The structural support 30 of the daylighting roof is 8 steel gaskets 37 fixed on the upper surface of the end of the single vertical truss 31 through bolt connection, and the ring module 4 of the daylighting roof is directly installed on the steel gasket 37, and the steel gasket 37 is I-shaped steel with a width of more than 300mm. When the steel gasket 37 is removed, enough space can be left between the top of the center column top operating platform 3 and the ring module 4, so that the center column top operating platform 3 and Climbing section 21 has enough space to rise to realize the dismounting of standard section. On the outer edge of the steel spacer 37, the limit block 39 is fixed by bolt connection, and the installation position of the limit block 39 on the steel spacer 37 can be adjusted to adapt to the lighting roof ring modules 4 of various sizes, as shown in the figure 6. In addition, the elevation error and circumferential error of the top module of the daylighting roof can be adjusted by adjusting the height of the steel spacer 37 .

As shown in Figure 1 and Figure 2, the lighting roof that needs to be installed in the utility model is generally ellipsoidal, and the utility model is carried out according to the following steps when installing this generally elliptical (or round) spherical lighting roof, as shown in Figure 7 Shown:

Taking the elliptical spherical lighting roof with a major axis diameter of 31.600m, a minor axis diameter of 22.106m, a sagittal height of 4.987m, and a bottom supporting short column with a height of 1.238m as an example, it will be described in detail.

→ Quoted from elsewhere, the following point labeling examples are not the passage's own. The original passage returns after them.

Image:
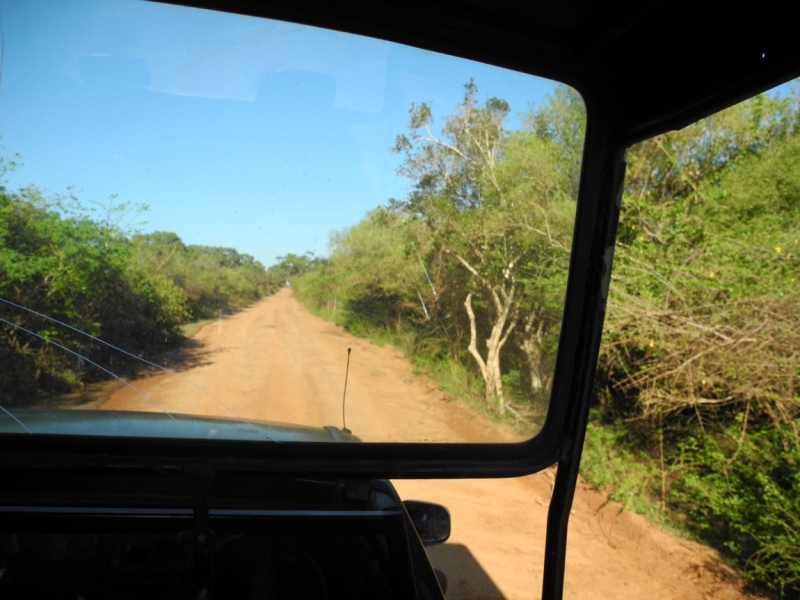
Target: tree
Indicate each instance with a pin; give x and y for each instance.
(491, 217)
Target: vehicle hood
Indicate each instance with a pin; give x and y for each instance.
(160, 425)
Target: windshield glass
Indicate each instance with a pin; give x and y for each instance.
(215, 215)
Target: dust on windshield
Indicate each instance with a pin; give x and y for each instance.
(255, 222)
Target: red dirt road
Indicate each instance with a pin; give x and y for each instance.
(275, 361)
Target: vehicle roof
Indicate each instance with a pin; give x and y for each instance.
(656, 65)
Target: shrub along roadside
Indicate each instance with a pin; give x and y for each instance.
(132, 292)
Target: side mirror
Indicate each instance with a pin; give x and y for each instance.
(432, 521)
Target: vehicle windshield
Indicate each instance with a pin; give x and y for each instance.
(214, 215)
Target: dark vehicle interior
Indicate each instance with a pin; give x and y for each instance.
(343, 541)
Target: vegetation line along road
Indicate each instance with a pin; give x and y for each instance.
(696, 420)
(698, 388)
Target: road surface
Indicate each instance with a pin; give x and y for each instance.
(276, 361)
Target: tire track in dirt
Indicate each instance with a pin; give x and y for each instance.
(275, 361)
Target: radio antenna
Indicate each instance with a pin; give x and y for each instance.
(344, 394)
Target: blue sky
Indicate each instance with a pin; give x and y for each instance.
(253, 134)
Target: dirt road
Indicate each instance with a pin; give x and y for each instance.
(275, 361)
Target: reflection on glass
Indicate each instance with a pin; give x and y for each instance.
(415, 210)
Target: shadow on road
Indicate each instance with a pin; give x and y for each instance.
(466, 579)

Among them, there are 40 supporting short columns 6, each 1.278m long and 70kg in weight, rooted on the concrete floor around the daylighting roof. There are 40 hoop members 7 at the bottom welded between the adjacent support columns 6, the longest of which is 2.3m, and the weight is 90kg. These structural components of the lighting roof are all rectangular tubes, and the connection between the bulk and the module, and between the modules is butt welding. These welding techniques are prior art and will not be described in detail.

Step 1: Draw the specific size and shape of the ellipsoidal lighting roof in the computer, and use the computer to cut the elliptical spherical lighting roof in the circumferential direction, segment it along the radial direction, and divide it into 11 modules of different shapes, the number of modules There are 22 modules, and the 22 modules include two middle ones. The two middle ones can form a ring module 4 located in the middle of the lighting roof after splicing, and the rest are scattered from the ring module 4. , and are 20 peripheral modules 5 that are symmetrical in pairs.

Step 2: The daylighting roof manufacturer produces according to the size of different modules, and transports them to the construction site where the daylighting roof steel structure needs to be installed.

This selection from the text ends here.